Güya 100. yılı kutlamışlar. Hallerine bir bakın…


Londra’dan talimatla ve zorlama ile yapılan kutlama bu kadar olur.
Tayyip’in Adıtürk karşıtlığı samimi bir karşıtlık. Çok uzun zamandır kendisini Adıtürk yapmak istiyor ve Adıtürk’ten nefret ediyor.

TR’deki gizli Ermeniler de Yahudiler de paramparça haldeler. Bu millet yıkmak istesin, şunları bir günde bile yıkar, ezer, yok eder.


Ahmet Hakan da saat gibi. Günde bir iki tane de olsa, bazen ayda bir iki tane de olsa doğruları yazıyor.

Ahmet Hakan:

Celal Şengör, bir etkinlikte konuşma yapmak için İzmir’e gitti.

Ancak konuşma yapacağı salonun önünde toplanan kadınlar, Şengör’ün “tacizci” olduğunu söyleyerek protesto ettiler.

Nedir bu taciz olayı? Hatırlayalım:

Celal Şengör, bir kız öğrencisiyle ilgili anısını anlatırken, “Eteğini kaldırıp k…..a bir tokat attım” demişti.

İzmir’de kadınların protestosuyla karşılaşan Celal Şengör, ertesi gün Zübeyde Hanım’ın İzmir Karşıyaka’daki anıt mezarına koştu.

Anıt mezarda diz çöküp şöyle dedi: “Kıymetli oğlunun bir askeri olarak karşındayım. Sana milletçe şükran borçluyuz. Türkiye Cumhuriyeti oğlunun dediği gibi ilelebet payidar kalacaktır.”

Celal Şengör, bu şekilde taciz protestosunun etkisini kırabileceğini düşündü sanırım. Etkiyi kırmış mıdır. Belki. Biraz. Azıcık.

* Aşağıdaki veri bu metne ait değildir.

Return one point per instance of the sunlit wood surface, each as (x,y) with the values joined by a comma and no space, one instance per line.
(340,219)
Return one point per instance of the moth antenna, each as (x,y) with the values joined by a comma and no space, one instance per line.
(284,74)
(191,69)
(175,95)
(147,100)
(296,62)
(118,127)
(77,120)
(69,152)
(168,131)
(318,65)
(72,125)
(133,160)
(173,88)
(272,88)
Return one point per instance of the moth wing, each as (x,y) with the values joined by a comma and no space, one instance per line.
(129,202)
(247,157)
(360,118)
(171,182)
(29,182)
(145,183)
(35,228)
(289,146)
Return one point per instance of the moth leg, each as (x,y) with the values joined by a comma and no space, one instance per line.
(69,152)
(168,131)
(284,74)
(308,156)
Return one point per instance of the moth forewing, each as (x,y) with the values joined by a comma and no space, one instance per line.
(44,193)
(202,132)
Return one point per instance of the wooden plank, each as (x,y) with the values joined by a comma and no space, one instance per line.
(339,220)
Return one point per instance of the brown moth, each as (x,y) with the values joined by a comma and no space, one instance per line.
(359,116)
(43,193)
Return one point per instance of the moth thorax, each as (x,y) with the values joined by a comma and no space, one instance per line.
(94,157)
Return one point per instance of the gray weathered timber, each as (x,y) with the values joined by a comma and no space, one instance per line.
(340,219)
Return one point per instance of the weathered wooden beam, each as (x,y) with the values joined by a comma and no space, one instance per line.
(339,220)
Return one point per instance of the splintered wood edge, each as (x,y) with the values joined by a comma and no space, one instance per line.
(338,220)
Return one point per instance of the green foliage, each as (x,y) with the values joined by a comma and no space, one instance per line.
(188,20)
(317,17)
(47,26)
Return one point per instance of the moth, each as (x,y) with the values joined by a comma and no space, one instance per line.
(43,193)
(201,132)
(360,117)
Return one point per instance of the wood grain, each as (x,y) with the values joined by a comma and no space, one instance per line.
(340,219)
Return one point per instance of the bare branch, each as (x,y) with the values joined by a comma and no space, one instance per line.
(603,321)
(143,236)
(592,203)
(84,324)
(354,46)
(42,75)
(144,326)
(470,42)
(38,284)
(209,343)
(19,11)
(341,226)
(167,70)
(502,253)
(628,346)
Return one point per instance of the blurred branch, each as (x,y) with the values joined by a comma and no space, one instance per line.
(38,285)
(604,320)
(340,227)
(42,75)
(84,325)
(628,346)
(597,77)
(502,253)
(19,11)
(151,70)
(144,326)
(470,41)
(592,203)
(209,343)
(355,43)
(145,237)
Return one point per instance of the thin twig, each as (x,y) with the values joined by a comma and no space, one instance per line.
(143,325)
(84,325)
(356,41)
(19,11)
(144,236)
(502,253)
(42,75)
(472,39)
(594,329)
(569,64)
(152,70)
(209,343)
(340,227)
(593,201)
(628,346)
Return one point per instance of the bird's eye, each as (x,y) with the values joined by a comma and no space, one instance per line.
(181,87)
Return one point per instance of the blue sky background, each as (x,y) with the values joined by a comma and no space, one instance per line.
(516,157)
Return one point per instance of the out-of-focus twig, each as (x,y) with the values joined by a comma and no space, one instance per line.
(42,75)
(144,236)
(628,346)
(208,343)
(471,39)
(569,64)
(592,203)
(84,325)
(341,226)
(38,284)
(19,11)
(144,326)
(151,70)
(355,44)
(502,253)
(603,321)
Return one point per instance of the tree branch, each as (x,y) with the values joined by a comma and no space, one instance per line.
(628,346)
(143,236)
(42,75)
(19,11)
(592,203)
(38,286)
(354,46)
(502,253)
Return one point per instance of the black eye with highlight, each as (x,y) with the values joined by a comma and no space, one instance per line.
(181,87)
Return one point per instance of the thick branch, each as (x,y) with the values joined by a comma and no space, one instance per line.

Oysa etkiyi tamamen ortadan kaldırabilecek bir şey yapabilirdi. Mesela şöyle bir şey:

Zübeyde Hanım’ın anıt mezarının önünde diz çökecekti. Ve şunları diyecekti:

“Ülkemde modern eğitimin ışığını yakan büyük adamın annesi. Milletin bana okut diye emanet ettiği bir kız öğrencimi taciz ettim. Çok ayıp ettim. Senin şahsında bütün analardan af diliyorum.”

Lakin, doğru sözün devamını getirmemiş.

Gizli Ermeni, mason, satanist, vatan haini, tacizci Celal Şengör, hangi bir suçu için af dilesin? Herif suç makinesi, aldığı nefes bile zarar…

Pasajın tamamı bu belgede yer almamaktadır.